Maybe fitpc2 it's not an i586 ...

However when I do make menuconfig i586 and i686 is the same option CONFIG_M586.

maybe it's a i686 :

http://browse.geekbench.ca/geekbench2/view/137490

----------

## pappy_mcfae

Technically, it's a core2 with a few less goodies. You can use the core-2 kernel CPU settings.

Blessed be!

Pappy

----------

## maxime1986

 *pappy_mcfae wrote:*   

> Technically, it's a core2 with a few less goodies. You can use the core-2 kernel CPU settings.
> 
> Blessed be!
> 
> Pappy

 

Thanks for the information.

----------

## energyman76b

wikipedia disagrees:

Atom therefore represents a partial revival of the principles used in earlier Intel designs such as Intel P5 and the i486, with the sole purpose of enhancing the performance per watt ratio. 

http://www.anandtech.com/cpuchipsets/intel/showdoc.aspx?i=3276&p=6

----------

## maxime1986

I just try with CONFIG_M686=y and it is working for now.

----------

## gringo

 *Quote:*   

> Atom therefore represents a partial revival of the principles used in earlier Intel designs such as Intel P5 and the i486, with the sole purpose of enhancing the performance per watt ratio. 

 

well, yeah, it may have some of the ideas of the 486 world but stating that the atom _is_ 585 is just plain wrong IMO.

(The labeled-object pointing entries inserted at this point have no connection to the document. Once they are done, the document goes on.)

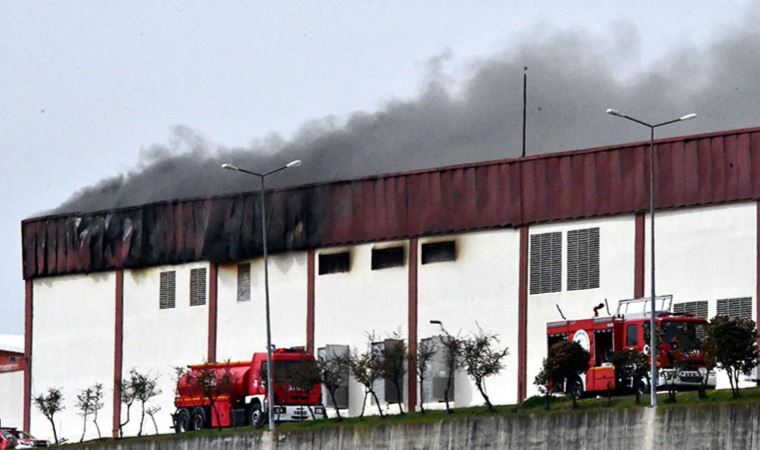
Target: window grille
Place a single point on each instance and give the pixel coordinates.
(383, 258)
(167, 289)
(546, 263)
(740, 308)
(438, 252)
(695, 309)
(583, 259)
(244, 282)
(334, 263)
(198, 287)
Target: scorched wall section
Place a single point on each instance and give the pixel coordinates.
(479, 288)
(158, 340)
(73, 347)
(241, 325)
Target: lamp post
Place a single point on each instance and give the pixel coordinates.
(652, 170)
(270, 368)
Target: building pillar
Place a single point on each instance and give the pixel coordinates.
(28, 328)
(118, 350)
(639, 256)
(213, 305)
(522, 318)
(310, 301)
(412, 327)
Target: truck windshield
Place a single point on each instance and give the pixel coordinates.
(684, 336)
(284, 371)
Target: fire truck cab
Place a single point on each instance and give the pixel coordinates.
(680, 336)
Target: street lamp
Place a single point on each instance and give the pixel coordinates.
(270, 368)
(652, 169)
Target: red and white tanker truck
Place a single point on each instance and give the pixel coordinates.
(680, 336)
(243, 398)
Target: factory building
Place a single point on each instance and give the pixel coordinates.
(497, 245)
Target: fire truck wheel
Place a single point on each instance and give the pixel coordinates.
(256, 415)
(198, 419)
(181, 421)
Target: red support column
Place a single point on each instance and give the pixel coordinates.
(310, 301)
(638, 256)
(213, 305)
(28, 327)
(412, 327)
(118, 348)
(522, 318)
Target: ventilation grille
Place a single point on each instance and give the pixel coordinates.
(546, 263)
(167, 289)
(739, 308)
(583, 259)
(244, 282)
(695, 309)
(198, 287)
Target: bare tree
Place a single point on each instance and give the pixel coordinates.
(89, 402)
(367, 369)
(392, 365)
(49, 404)
(331, 373)
(426, 350)
(481, 358)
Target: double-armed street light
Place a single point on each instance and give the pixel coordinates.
(652, 174)
(262, 177)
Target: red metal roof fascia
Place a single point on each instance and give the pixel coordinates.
(710, 168)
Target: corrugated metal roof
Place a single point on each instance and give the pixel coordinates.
(694, 170)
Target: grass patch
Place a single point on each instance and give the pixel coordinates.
(532, 406)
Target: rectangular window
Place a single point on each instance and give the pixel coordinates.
(244, 282)
(167, 289)
(334, 263)
(198, 287)
(695, 309)
(583, 259)
(631, 335)
(546, 263)
(438, 252)
(740, 308)
(383, 258)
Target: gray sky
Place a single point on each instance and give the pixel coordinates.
(91, 91)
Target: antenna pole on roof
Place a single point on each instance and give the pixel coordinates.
(525, 103)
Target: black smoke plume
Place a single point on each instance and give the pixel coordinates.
(573, 78)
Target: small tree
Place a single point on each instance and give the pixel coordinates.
(482, 358)
(331, 374)
(49, 404)
(564, 365)
(454, 346)
(732, 343)
(425, 352)
(367, 369)
(392, 365)
(631, 365)
(89, 402)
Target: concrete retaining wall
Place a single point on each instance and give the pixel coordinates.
(734, 426)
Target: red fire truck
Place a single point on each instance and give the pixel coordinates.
(245, 401)
(629, 329)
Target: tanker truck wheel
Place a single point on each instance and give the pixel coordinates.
(256, 415)
(198, 419)
(181, 421)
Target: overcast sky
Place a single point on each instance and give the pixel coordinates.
(89, 91)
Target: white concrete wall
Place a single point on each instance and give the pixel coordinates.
(158, 340)
(241, 326)
(12, 399)
(616, 278)
(351, 304)
(479, 288)
(705, 254)
(73, 345)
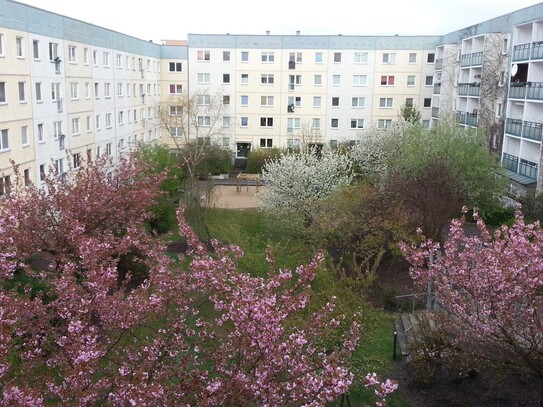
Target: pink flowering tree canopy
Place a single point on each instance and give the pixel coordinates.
(490, 289)
(93, 311)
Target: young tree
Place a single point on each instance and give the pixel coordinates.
(297, 183)
(489, 287)
(79, 325)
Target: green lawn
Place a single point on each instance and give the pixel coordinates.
(253, 231)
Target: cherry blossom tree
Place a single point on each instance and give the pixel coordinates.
(92, 310)
(297, 183)
(490, 288)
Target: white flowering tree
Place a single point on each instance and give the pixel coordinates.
(297, 183)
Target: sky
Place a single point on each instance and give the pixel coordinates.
(166, 19)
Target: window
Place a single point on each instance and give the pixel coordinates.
(176, 88)
(385, 102)
(176, 110)
(358, 102)
(360, 80)
(72, 56)
(204, 77)
(357, 123)
(55, 91)
(38, 92)
(360, 57)
(41, 136)
(19, 46)
(57, 130)
(266, 122)
(35, 49)
(387, 80)
(266, 101)
(389, 58)
(4, 140)
(384, 123)
(22, 95)
(74, 90)
(5, 185)
(295, 57)
(24, 136)
(175, 67)
(295, 101)
(268, 57)
(203, 55)
(267, 79)
(75, 126)
(293, 123)
(204, 100)
(204, 121)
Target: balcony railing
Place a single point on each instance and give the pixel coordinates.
(467, 119)
(523, 167)
(525, 52)
(473, 59)
(526, 90)
(469, 89)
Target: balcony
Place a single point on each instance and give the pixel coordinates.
(526, 52)
(469, 89)
(466, 119)
(474, 59)
(526, 90)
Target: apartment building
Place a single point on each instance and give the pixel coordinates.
(68, 89)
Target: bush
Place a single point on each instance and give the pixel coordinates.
(257, 158)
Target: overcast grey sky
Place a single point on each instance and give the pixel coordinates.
(166, 19)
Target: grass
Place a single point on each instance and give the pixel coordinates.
(253, 231)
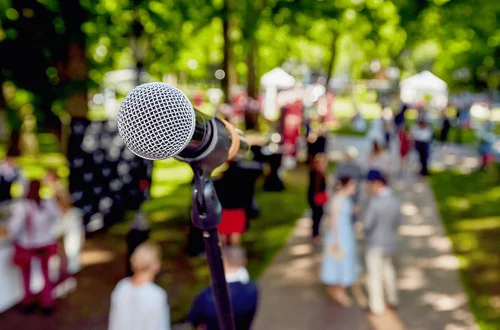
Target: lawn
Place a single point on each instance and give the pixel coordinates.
(469, 206)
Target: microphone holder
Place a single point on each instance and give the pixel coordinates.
(206, 214)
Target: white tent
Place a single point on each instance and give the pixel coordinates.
(274, 79)
(277, 77)
(424, 85)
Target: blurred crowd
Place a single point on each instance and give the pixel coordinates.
(355, 198)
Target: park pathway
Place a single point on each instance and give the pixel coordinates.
(431, 295)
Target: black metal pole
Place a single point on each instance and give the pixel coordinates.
(206, 215)
(219, 285)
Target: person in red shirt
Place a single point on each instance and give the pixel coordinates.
(404, 148)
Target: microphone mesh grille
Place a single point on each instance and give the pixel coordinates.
(156, 121)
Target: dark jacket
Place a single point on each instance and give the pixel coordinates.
(317, 183)
(244, 299)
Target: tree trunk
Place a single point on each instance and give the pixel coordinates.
(333, 57)
(73, 67)
(225, 83)
(252, 84)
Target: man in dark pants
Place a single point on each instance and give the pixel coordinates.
(422, 134)
(243, 294)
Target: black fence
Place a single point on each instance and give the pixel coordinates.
(106, 178)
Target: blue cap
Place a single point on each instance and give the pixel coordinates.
(375, 175)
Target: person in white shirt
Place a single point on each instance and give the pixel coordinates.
(136, 302)
(379, 159)
(422, 135)
(32, 228)
(70, 227)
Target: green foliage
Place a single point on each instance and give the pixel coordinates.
(468, 204)
(458, 40)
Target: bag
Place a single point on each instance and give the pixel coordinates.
(22, 256)
(336, 252)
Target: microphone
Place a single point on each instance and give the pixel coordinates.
(157, 121)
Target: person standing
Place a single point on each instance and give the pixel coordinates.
(422, 135)
(339, 269)
(317, 195)
(405, 143)
(381, 224)
(137, 302)
(350, 168)
(32, 226)
(445, 128)
(243, 293)
(9, 174)
(379, 159)
(234, 216)
(485, 148)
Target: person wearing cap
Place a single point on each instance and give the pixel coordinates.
(422, 136)
(381, 224)
(349, 168)
(137, 302)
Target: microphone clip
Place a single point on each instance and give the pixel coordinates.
(206, 211)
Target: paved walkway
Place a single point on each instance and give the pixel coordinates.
(430, 291)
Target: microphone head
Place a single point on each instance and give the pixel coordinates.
(156, 121)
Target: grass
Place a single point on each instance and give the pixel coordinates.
(469, 206)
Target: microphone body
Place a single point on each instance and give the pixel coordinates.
(214, 142)
(157, 121)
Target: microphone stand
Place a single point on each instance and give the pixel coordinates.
(206, 214)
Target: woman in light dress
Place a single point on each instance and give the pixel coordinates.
(340, 267)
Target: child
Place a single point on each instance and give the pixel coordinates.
(136, 302)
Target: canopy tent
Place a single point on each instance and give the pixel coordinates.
(424, 86)
(275, 79)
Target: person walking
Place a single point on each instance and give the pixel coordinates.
(243, 293)
(350, 168)
(234, 216)
(32, 226)
(422, 135)
(10, 173)
(137, 302)
(405, 144)
(381, 223)
(317, 195)
(379, 159)
(339, 269)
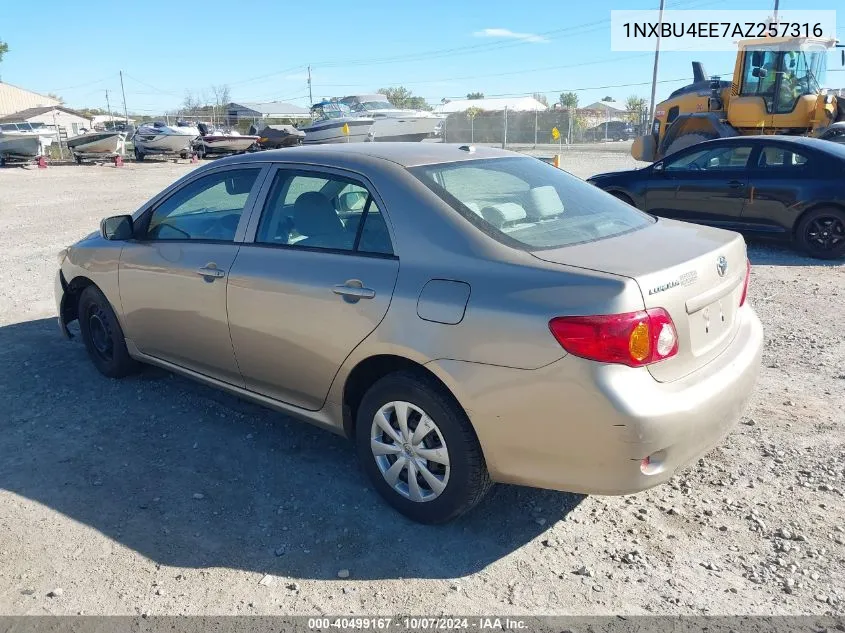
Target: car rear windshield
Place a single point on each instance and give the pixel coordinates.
(526, 203)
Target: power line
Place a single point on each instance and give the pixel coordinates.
(488, 46)
(87, 83)
(144, 83)
(641, 83)
(515, 72)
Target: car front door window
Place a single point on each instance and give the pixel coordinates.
(207, 209)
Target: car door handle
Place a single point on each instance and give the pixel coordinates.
(209, 271)
(351, 290)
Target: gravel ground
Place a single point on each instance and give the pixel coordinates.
(156, 495)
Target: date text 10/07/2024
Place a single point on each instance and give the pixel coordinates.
(414, 623)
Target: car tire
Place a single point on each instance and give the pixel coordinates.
(444, 491)
(103, 336)
(821, 233)
(624, 197)
(687, 140)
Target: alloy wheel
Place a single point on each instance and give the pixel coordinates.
(410, 451)
(825, 233)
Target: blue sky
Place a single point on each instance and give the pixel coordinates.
(261, 49)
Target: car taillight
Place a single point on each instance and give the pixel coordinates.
(633, 338)
(745, 284)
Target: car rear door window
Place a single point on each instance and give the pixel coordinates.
(728, 157)
(208, 208)
(780, 158)
(304, 210)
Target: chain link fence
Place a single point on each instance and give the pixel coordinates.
(508, 128)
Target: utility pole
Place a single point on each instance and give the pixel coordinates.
(125, 111)
(310, 96)
(654, 73)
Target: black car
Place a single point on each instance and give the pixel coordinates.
(789, 188)
(616, 131)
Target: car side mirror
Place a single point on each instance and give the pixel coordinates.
(117, 228)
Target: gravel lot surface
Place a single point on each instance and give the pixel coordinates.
(156, 495)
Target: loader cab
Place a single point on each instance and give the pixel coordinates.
(782, 77)
(776, 84)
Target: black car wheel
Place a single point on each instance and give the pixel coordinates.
(821, 233)
(102, 335)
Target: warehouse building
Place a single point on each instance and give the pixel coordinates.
(51, 116)
(14, 99)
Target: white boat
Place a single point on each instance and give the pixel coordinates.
(392, 123)
(97, 142)
(330, 117)
(160, 138)
(25, 140)
(221, 141)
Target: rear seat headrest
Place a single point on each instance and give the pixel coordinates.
(545, 201)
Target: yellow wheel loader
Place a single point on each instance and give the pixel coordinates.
(776, 89)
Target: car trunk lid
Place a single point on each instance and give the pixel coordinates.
(695, 273)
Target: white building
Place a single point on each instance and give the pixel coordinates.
(99, 120)
(496, 104)
(51, 116)
(14, 99)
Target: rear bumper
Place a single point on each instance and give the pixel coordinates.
(581, 426)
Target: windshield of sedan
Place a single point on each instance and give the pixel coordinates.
(526, 203)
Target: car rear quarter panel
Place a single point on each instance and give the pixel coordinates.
(512, 295)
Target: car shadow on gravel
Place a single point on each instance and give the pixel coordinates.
(771, 253)
(190, 477)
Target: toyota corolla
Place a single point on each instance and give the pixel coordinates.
(464, 315)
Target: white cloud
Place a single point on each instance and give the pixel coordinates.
(507, 33)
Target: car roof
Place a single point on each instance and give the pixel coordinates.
(829, 147)
(404, 154)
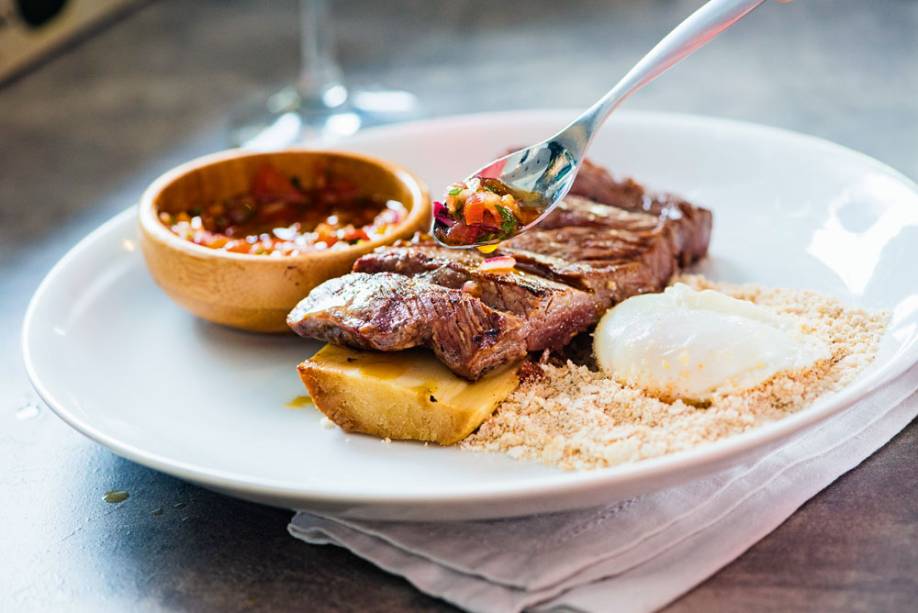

btw, not even the intel guys agreed on what were the best instructions to use in linux world till we had -march=atom  :Smile: 

http://lkml.org/lkml/2008/10/13/235

cheers

----------

## emerald

I'm running an atom with -march=core2 -mtune=generic since the features it supports are the same as the generic core2 architecture, but since it only uses in-order execution of microops (compared to out-of-order execution in core2) it's (should be) best to tune to a generic (or pentium) architecture. The out-of-order execution was introduced with the 686 (pentium pro) architecture.

For the kernel it should be best to optimize for core2 and again activate generic tuning.

----------

## pigeon768

-march=core2 -mtune=generic is counter productive. Use -march=native.

Either way, the atom is i686. The fit-pc1 had a i586 geode, so that's why the article says to use i586 CHOST.

----------

## emerald

 *pigeon768 wrote:*   

> -march=core2 -mtune=generic is counter productive. Use -march=native.
> 
> Either way, the atom is i686. The fit-pc1 had a i586 geode, so that's why the article says to use i586 CHOST.

 

The atom, indeed, is i686, so i686 CHOST should be used.

But, since gcc doesn't yet know the atom scheduling it's better to give a hint about the scheduling, thats the -mtune switch for. And if you want to use distcc for compiling, which i do, you will have to specify the correct arch including supported extensions, otherwise (with -march=native) distcc won't compile remotely but only local.

In general, the atom supports the extensions the core2 supports too, so nothing done wrong with this choice.

----------